- Danielson Township, Minnesota Location within the state of Minnesota Danielson Township, Minnesota Danielson Township, Minnesota (the United States)
- Coordinates: 45°2′N 94°41′W﻿ / ﻿45.033°N 94.683°W
- Country: United States
- State: Minnesota
- County: Meeker

Area
- • Total: 35.9 sq mi (93.0 km^{2})
- • Land: 34.5 sq mi (89.3 km^{2})
- • Water: 1.4 sq mi (3.6 km^{2})
- Elevation: 1,152 ft (351 m)

Population (2000)
- • Total: 327
- • Density: 9.6/sq mi (3.7/km^{2})
- Time zone: UTC-6 (Central (CST))
- • Summer (DST): UTC-5 (CDT)
- FIPS code: 27-14698
- GNIS feature ID: 0663921

= Danielson Township, Meeker County, Minnesota =

Danielson Township is a township in Meeker County, Minnesota, United States. The population was 327 at the 2000 census.

==Geography==
According to the United States Census Bureau, the township has a total area of 35.9 sqmi, of which 34.5 sqmi is land and 1.4 sqmi (3.93%) is water.

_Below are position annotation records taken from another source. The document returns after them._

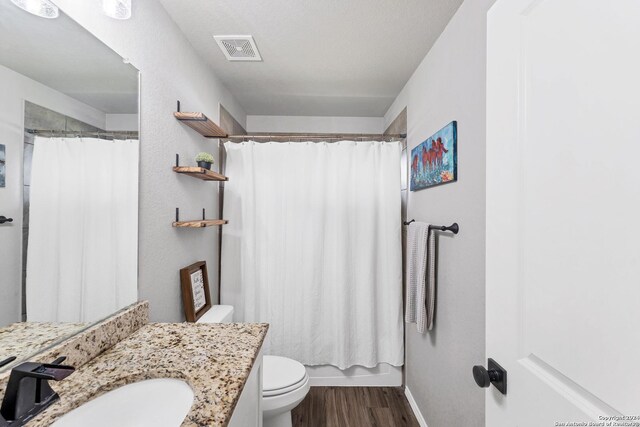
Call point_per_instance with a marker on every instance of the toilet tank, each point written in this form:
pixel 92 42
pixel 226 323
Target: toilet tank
pixel 218 314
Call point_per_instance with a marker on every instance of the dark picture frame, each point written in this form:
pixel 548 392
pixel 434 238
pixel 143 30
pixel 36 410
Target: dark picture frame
pixel 196 297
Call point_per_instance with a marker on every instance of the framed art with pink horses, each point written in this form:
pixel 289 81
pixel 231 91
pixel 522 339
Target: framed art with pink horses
pixel 435 160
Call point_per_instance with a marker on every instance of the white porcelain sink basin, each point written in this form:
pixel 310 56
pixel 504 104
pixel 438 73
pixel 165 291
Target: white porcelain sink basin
pixel 163 402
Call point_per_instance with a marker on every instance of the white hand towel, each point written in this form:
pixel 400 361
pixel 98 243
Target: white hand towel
pixel 420 274
pixel 416 264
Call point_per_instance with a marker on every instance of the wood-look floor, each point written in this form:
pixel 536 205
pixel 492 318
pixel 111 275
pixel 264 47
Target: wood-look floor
pixel 354 407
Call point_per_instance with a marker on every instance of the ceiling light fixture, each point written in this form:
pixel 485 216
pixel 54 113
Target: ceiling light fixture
pixel 117 9
pixel 41 8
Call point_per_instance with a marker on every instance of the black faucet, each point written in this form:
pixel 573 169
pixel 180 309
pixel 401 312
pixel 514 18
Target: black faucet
pixel 28 393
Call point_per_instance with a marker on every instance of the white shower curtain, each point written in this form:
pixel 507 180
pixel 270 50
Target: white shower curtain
pixel 83 229
pixel 313 247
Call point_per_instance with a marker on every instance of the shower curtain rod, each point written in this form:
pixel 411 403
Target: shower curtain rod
pixel 327 136
pixel 51 132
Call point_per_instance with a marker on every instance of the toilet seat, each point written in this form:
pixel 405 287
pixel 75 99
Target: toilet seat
pixel 282 375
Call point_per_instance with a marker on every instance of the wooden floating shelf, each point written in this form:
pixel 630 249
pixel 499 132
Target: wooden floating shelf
pixel 200 223
pixel 200 173
pixel 201 124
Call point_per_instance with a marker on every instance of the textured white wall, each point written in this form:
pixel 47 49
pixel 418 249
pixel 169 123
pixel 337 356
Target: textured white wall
pixel 15 89
pixel 170 70
pixel 122 122
pixel 315 124
pixel 450 85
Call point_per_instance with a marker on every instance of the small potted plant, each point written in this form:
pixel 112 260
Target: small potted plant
pixel 205 160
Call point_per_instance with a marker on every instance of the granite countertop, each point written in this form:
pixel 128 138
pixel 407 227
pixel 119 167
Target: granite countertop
pixel 26 338
pixel 214 359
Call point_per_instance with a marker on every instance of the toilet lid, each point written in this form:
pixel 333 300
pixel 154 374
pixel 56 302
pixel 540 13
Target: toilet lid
pixel 281 372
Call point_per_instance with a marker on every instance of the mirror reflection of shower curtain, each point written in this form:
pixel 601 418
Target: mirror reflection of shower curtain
pixel 313 247
pixel 83 229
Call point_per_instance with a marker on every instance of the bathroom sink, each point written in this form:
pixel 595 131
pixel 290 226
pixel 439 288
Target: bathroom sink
pixel 157 402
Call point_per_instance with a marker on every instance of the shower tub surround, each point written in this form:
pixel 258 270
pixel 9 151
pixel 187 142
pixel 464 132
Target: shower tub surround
pixel 214 359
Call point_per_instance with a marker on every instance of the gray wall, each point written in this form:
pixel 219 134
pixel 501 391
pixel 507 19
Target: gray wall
pixel 450 85
pixel 170 70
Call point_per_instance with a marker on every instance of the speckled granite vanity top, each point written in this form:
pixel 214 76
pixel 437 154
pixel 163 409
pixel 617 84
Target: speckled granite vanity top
pixel 215 359
pixel 25 338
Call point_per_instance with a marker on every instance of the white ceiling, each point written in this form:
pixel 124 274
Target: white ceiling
pixel 59 53
pixel 320 58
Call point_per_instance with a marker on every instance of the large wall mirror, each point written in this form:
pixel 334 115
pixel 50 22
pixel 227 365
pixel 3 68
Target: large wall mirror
pixel 69 155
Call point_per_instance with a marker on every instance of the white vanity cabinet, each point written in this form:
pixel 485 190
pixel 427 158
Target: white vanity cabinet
pixel 248 411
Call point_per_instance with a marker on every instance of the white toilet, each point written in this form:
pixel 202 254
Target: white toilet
pixel 285 382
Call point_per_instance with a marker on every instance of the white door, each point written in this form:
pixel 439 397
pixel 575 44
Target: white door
pixel 563 211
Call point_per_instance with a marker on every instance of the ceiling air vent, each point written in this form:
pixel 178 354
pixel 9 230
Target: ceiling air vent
pixel 238 48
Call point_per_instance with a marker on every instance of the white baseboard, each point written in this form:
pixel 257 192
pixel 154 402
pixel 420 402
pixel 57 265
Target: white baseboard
pixel 415 408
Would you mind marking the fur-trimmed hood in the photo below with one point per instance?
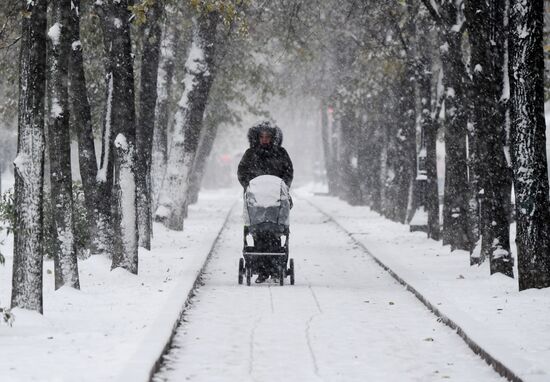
(254, 133)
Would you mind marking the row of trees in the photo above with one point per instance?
(152, 53)
(469, 72)
(156, 79)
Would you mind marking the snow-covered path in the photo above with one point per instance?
(345, 320)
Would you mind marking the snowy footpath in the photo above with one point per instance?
(512, 327)
(346, 319)
(117, 325)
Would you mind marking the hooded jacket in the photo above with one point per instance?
(270, 159)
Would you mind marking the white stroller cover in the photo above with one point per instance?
(267, 200)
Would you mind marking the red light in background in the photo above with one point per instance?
(226, 158)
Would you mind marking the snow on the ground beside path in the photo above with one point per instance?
(112, 323)
(512, 326)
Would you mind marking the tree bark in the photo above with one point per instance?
(167, 63)
(429, 132)
(123, 121)
(65, 261)
(528, 142)
(29, 163)
(327, 150)
(82, 119)
(486, 25)
(145, 127)
(208, 136)
(200, 72)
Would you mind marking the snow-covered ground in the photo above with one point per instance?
(512, 326)
(117, 324)
(345, 319)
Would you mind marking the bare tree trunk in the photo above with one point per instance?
(327, 151)
(82, 119)
(124, 203)
(528, 142)
(169, 46)
(189, 119)
(66, 267)
(29, 163)
(206, 143)
(486, 24)
(145, 127)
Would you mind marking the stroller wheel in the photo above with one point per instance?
(291, 271)
(248, 275)
(241, 270)
(281, 275)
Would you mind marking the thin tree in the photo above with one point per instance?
(124, 203)
(82, 121)
(29, 163)
(456, 223)
(200, 72)
(528, 142)
(152, 34)
(487, 41)
(66, 268)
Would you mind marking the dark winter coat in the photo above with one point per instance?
(265, 160)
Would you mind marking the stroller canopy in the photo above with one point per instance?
(267, 200)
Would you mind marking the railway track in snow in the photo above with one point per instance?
(345, 319)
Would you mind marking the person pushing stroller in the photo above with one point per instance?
(266, 156)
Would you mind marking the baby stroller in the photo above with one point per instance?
(267, 206)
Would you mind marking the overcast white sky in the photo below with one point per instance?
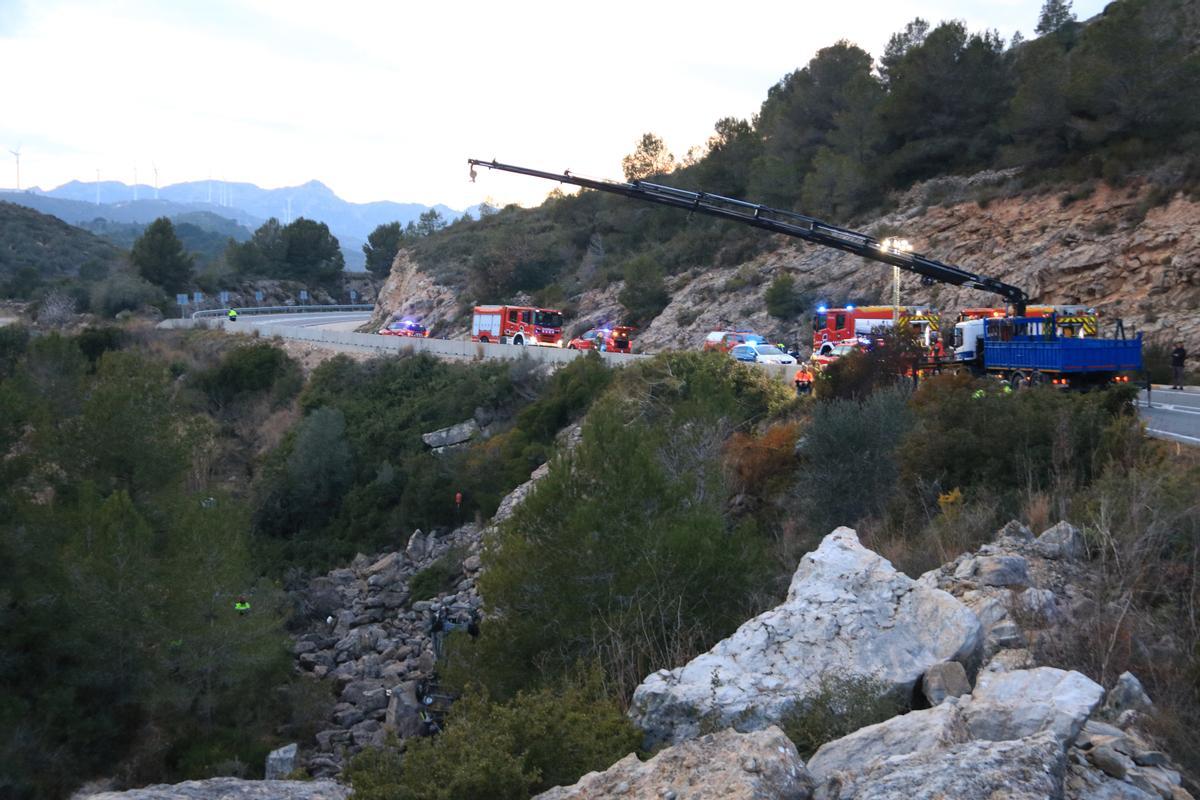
(387, 101)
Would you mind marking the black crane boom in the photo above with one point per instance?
(784, 222)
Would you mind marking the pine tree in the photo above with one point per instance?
(1055, 13)
(160, 258)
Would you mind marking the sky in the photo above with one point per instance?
(388, 102)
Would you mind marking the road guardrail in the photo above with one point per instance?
(281, 310)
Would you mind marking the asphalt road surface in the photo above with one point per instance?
(1171, 414)
(331, 320)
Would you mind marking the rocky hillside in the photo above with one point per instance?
(1129, 252)
(959, 642)
(959, 645)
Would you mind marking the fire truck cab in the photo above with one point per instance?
(517, 325)
(833, 326)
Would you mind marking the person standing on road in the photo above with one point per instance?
(1179, 355)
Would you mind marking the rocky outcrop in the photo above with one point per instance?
(849, 612)
(373, 643)
(376, 645)
(1024, 769)
(725, 765)
(231, 788)
(281, 762)
(455, 434)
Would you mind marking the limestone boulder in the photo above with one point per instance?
(1026, 702)
(281, 762)
(1062, 541)
(455, 434)
(1024, 769)
(847, 613)
(726, 765)
(937, 728)
(228, 788)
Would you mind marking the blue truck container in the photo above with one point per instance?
(1031, 344)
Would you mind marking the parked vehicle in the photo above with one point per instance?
(729, 340)
(405, 328)
(822, 360)
(760, 354)
(517, 325)
(616, 338)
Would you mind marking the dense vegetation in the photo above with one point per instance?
(838, 137)
(123, 650)
(37, 251)
(151, 480)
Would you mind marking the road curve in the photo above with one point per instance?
(1171, 414)
(347, 320)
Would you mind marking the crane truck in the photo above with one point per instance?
(1015, 347)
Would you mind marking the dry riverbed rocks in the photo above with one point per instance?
(849, 612)
(997, 727)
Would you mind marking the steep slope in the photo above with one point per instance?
(1128, 252)
(48, 246)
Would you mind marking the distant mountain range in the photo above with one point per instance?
(249, 205)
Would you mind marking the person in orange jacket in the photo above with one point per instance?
(803, 380)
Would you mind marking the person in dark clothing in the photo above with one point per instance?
(1179, 355)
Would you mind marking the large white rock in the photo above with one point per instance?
(725, 765)
(936, 728)
(849, 612)
(231, 788)
(1025, 702)
(1025, 769)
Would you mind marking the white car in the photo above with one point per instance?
(761, 354)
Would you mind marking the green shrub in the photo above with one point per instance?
(645, 294)
(96, 341)
(840, 707)
(251, 370)
(13, 341)
(849, 458)
(501, 751)
(123, 292)
(625, 533)
(783, 300)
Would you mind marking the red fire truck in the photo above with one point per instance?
(517, 325)
(832, 326)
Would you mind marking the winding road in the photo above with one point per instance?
(1171, 414)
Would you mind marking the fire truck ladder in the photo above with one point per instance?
(789, 223)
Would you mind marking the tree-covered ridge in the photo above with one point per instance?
(840, 136)
(39, 248)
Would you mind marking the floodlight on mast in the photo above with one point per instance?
(16, 154)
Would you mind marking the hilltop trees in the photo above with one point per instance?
(651, 157)
(303, 251)
(160, 258)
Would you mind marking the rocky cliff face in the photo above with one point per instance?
(1109, 250)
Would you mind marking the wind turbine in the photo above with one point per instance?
(16, 155)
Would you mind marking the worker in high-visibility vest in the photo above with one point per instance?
(803, 380)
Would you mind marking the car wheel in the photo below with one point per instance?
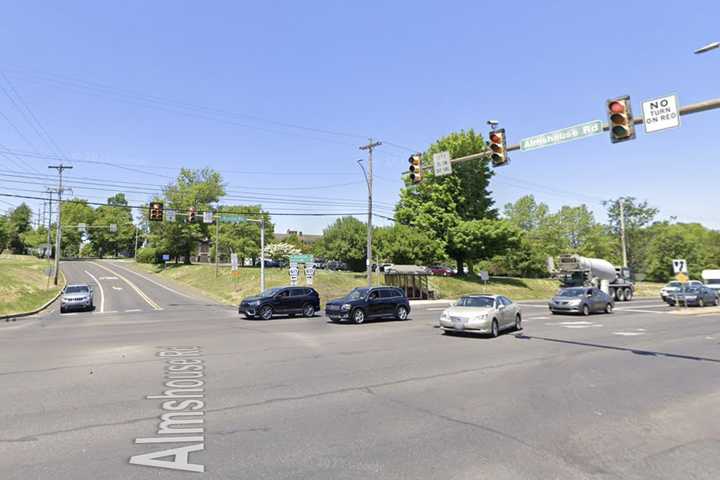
(494, 330)
(266, 312)
(359, 316)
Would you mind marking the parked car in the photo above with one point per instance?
(673, 287)
(281, 300)
(582, 300)
(694, 295)
(441, 271)
(363, 304)
(489, 314)
(78, 296)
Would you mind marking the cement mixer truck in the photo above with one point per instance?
(577, 271)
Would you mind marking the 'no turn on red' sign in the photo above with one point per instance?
(661, 114)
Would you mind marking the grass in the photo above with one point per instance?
(229, 289)
(24, 284)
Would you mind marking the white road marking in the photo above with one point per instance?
(102, 293)
(153, 281)
(133, 286)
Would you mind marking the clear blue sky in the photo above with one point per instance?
(232, 77)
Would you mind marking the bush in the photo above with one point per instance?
(148, 255)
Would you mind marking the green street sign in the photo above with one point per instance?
(231, 218)
(302, 258)
(563, 135)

Danielson Township is located in Township 118 North of the Arkansas Base Line and Range 32 West of the 5th Principal Meridian.

==Demographics==
As of the census of 2000, there were 327 people, 111 households, and 94 families residing in the township. The population density was 9.5 PD/sqmi. There were 117 housing units at an average density of 3.4 /sqmi. The racial makeup of the township was 98.17% White, 1.22% Asian, and 0.61% from two or more races. Hispanic or Latino of any race were 0.31% of the population.

There were 111 households, out of which 43.2% had children under the age of 18 living with them, 76.6% were married couples living together, 1.8% had a female householder with no husband present, and 15.3% were non-families. 13.5% of all households were made up of individuals, and 4.5% had someone living alone who was 65 years of age or older. The average household size was 2.95 and the average family size was 3.24.

In the township the population was spread out, with 30.9% under the age of 18, 8.3% from 18 to 24, 24.5% from 25 to 44, 24.5% from 45 to 64, and 11.9% who were 65 years of age or older. The median age was 38 years. For every 100 females, there were 107.0 males. For every 100 females age 18 and over, there were 103.6 males.

The median income for a household in the township was $42,500, and the median income for a family was $46,250. Males had a median income of $34,375 versus $26,250 for females. The per capita income for the township was $17,234. About 4.9% of families and 4.7% of the population were below the poverty line, including 3.7% of those under age 18 and 9.3% of those age 65 or over.